Information from cadaver studies supports the notion proposed by van Wingerden et al.15,16 Using human cadavers, Vleeming et al.39,40 studied if loading hamstring and gluteus maximus muscle could increase the tension in the sacrotuberous and long dorsal sacral ligament. In all 12 cadavers tested, the gluteus maximus muscle was connected with sacrotuberous ligament and hamstring muscle had attachments to sacrotuberous ligament in six of the cadavers. They showed that increasing force through loading of the gluteus maximus muscle, as it would happen during active muscle contraction, led to increased tension in the sacrotuberous ligament. Force applied through loading of the biceps femoris caused increased tension in the sacrotuberous ligament and long dorsal ligaments in six of the cadavers. These studies support the speculation that compensatory shortening of the hamstring muscles, through their anatomical connections to the sacrotuberous and long dorsal ligaments, could compensate for ligamentous laxity, induced by gluteus maximus weakness, and improve SI joint stability.

Biomechanical studies also indicate that postural changes following hamstring muscle tightness could indirectly affect SI joint stability. Hamstring tightness could cause knee flexion, resulting in anterior displacement of center of mass and sacral nutation during upright standing.41,42 At the same time, short biceps femoris muscle, through its attachment to the ischial tuberosity could prevent innominate anterior rotation or even induce posterior rotation of the innominate bone. Posterior innominate rotation along with sacral nutation could increase SI joint stability.

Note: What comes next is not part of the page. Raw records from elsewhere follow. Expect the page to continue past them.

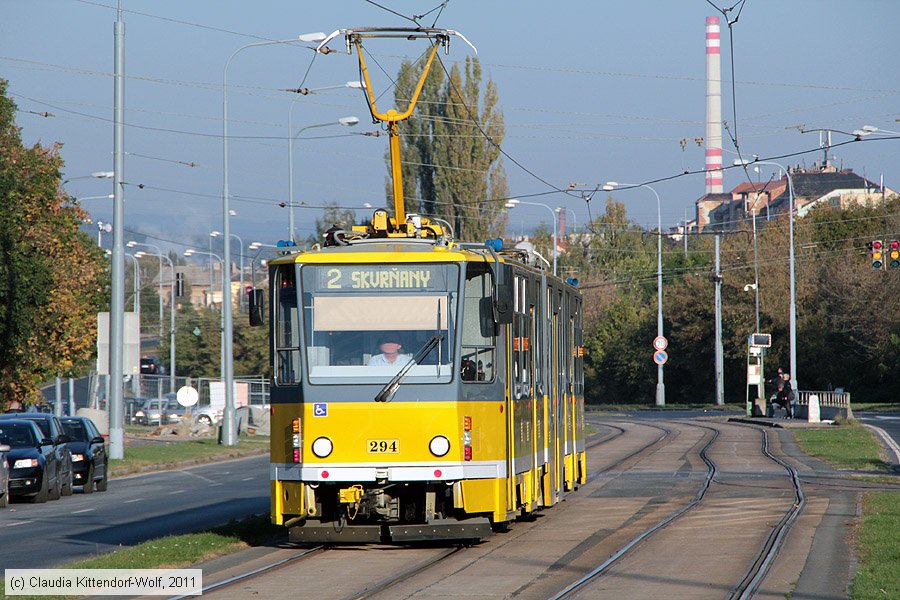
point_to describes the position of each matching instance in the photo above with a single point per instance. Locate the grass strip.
(878, 574)
(177, 551)
(164, 455)
(848, 446)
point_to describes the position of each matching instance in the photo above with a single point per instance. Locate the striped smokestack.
(714, 180)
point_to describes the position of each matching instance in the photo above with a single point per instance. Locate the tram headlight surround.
(322, 447)
(439, 445)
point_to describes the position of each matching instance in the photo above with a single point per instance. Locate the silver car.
(159, 411)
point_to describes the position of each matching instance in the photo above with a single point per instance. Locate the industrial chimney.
(714, 173)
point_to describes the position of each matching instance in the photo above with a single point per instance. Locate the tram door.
(552, 442)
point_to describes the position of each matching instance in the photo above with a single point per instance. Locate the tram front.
(368, 434)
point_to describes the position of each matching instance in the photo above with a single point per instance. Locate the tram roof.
(389, 250)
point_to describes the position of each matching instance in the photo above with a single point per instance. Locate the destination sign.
(381, 277)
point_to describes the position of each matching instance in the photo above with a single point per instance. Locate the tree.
(52, 280)
(452, 164)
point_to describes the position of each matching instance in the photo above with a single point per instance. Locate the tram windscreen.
(363, 323)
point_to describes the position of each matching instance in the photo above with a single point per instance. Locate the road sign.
(187, 396)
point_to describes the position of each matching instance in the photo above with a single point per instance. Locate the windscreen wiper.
(394, 384)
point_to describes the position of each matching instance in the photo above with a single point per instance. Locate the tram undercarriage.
(398, 512)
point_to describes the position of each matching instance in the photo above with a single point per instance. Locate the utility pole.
(117, 305)
(720, 371)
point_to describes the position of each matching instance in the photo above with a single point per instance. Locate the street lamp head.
(312, 38)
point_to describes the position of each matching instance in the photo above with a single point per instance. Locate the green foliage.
(200, 355)
(51, 274)
(878, 575)
(450, 169)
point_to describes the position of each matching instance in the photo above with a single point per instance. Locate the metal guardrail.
(836, 400)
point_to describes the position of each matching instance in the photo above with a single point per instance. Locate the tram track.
(756, 574)
(263, 570)
(577, 586)
(758, 570)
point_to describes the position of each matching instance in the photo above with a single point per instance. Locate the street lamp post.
(260, 247)
(213, 234)
(132, 244)
(514, 201)
(229, 435)
(136, 281)
(660, 385)
(291, 137)
(792, 323)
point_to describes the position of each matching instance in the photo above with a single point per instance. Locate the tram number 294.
(383, 446)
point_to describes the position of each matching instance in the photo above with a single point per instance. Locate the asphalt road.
(133, 510)
(890, 424)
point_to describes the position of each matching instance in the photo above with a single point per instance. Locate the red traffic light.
(877, 254)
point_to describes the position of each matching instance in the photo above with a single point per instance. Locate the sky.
(591, 92)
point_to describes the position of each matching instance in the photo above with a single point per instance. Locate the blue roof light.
(496, 244)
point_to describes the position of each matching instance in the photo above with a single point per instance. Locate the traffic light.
(877, 254)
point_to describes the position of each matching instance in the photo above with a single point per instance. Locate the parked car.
(151, 366)
(89, 454)
(34, 471)
(131, 405)
(150, 412)
(4, 476)
(208, 415)
(52, 430)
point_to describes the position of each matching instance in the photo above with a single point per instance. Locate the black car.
(88, 450)
(33, 468)
(51, 429)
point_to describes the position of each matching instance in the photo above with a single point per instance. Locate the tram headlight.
(322, 447)
(439, 445)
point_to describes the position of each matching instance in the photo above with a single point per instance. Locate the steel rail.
(264, 569)
(621, 552)
(389, 582)
(753, 578)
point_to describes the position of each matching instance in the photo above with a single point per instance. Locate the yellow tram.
(423, 388)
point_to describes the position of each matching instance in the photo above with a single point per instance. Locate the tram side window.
(287, 327)
(478, 343)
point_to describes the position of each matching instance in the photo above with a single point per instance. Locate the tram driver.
(390, 347)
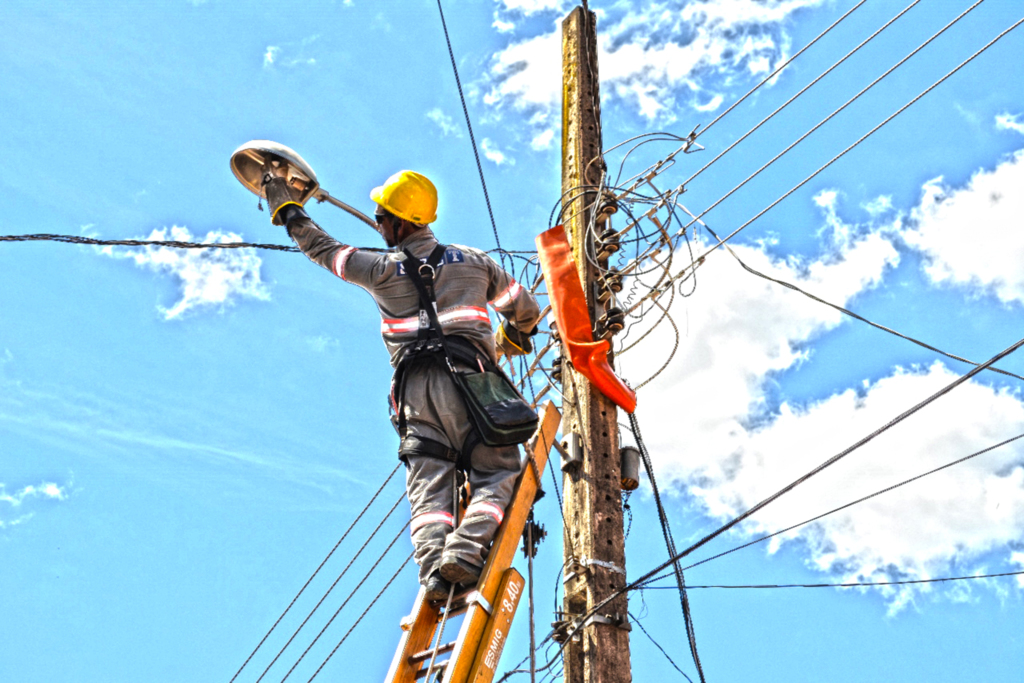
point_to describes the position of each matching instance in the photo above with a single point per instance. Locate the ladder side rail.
(503, 550)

Clinical studies provide conflicting evidence regarding the role of hamstring muscles in SI joint stability. Cibulka et al.17 showed a relationship between hamstring muscle strain and SI joint dysfunctions. Others have shown increased hamstring length18 and resolution of hamstring muscle injuries19,20 following lumbosacral joint manipulations. In contrast, other studies have shown no significant change in hamstring muscle length following SI joint manipulation.21

Our study showed that the proportion of subjects with gluteal weakness was significantly higher in those with SI joint dysfunction compared to those without SI joint involvement. We also found that in subjects with SI dysfunction, those with gluteal muscle weakness had slightly shorter hamstring muscle length compared to individuals without gluteal weakness. The small difference in hamstring muscle length between the two group, found in this study, although was statistically significant, might not be clinically meaningful to either support or disprove the hypothesis put forward by van Wingerden et al.15,16 More studies are needed to assess the therapeutic values of strengthening gluteal and hamstring muscles on treating patients with SI joint dysfunction.

Conclusion

Hamstring tightness in subjects with SI joint dysfunction could be related to gluteal muscle weakness. The slight difference in hamstring muscle length found in this study, although statistically significant, is not sufficient for making any definite conclusions. Further studies are needed to establish the role of hamstring muscle in SI joint stability.

Clinical implications

The results of this study could be beneficial to clinicians when prescribing therapeutic exercises for patients with low back pain, particularly those with SI joint involvement.